Brother Bear follows Disney's frequent pattern of highlighting transformation in its animated movies. Pinocchio changed from a puppet to a real boy; a prince turned into a monster in Beauty and the Beast; a wicked queen became an apple-selling crone in Snow White and the Seven Dwarfs. In this latest effort, a prehistoric Native American lad on the verge of manhood is magically changed into a bear in order to teach him the power of love.
By capitalizing on humor, colorful visuals and a rich musical background, Brother Bear deals effectively with such important themes as brotherhood and man's bond with nature. It's a playful flick with an almost spiritual message. However, some scenes may be a bit scary for toddlers. I remember a time in my own childhood when there was nothing more frightening than the thought of a huge bear growling and showing its sharp teeth and claws. Still, the little ones should perk right up when Koda (Jeremy Suarez's voice), a darling bear cub, enters the picture. He's the one who helps our hero (voiced by Joaquin Phoenix) discover what it's like to walk in someone else's shoes - er, paws.

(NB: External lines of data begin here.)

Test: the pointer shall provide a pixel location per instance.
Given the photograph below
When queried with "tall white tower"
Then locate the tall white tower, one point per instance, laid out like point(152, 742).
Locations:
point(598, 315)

Most of the humor in Brother Bear comes from a pair of very amusing but misguided moose -- voiced by Rick Moranis (Honey I Shrunk the Kids) and Dave Thomas (TV's Grace under Fire). Their version of the "I Spy" game is simply hilarious. Two rams who can't stop yelling back at a mountain echo are almost as funny. Although animation artistry gives the film a three-dimensional feel while showcasing breathtaking vistas, it's the music that impressed me the most here. Phil Collins, working with Mark Mancina, composed the inspiring score; exciting Tina Turner belts out "Great Spirits;" the Bulgarian Women's Choir and the Blind Boys from Alabama sing rousing numbers that enhance the movie with a wonderful blending of diverse musical styles.
Brother Bear's 2-Disc DVD includes fascinating information about the movie's collaborative songwriting process. In "Paths of Discovery: The Making of Brother Bear," Collins, who never wrote a film score before, explains how important Mancina's help was to the finished product and why certain instruments were chosen for various numbers. Artists, voice actors and directors also tell how they felt about their own contributions to the movie.

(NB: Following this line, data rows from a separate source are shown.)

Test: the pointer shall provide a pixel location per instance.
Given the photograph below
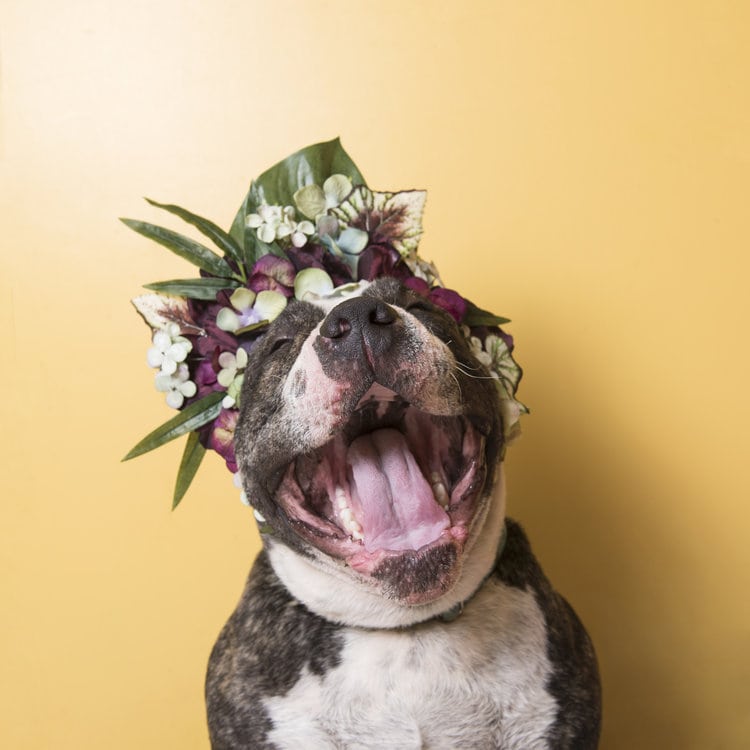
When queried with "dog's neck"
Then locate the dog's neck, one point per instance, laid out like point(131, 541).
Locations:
point(333, 593)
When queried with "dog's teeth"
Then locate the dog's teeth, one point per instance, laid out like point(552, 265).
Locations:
point(441, 494)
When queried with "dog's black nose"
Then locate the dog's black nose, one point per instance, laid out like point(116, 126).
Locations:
point(360, 321)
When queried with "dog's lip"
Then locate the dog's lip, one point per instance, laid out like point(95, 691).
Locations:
point(314, 512)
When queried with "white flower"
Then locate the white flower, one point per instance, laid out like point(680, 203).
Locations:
point(230, 376)
point(312, 283)
point(276, 223)
point(169, 349)
point(237, 481)
point(177, 386)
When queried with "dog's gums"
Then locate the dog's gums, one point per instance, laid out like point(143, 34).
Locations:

Other bonus features should provide fun for the entire family. "Koda's Outtakes" may not be any threat to Jackie Chan's tradition, but watching them made me laugh out loud. Rounding out this jam-packed home entertainment package are deleted scenes, a new song, a Phil Collins music video, comic commentary by the moose pair, and two games (Find Your Totem and Bone Puzzle). It's another must-have for Disney fans.
(Released by Walt Disney Home Entertainment and rated "G." DVD bonus features unrated.)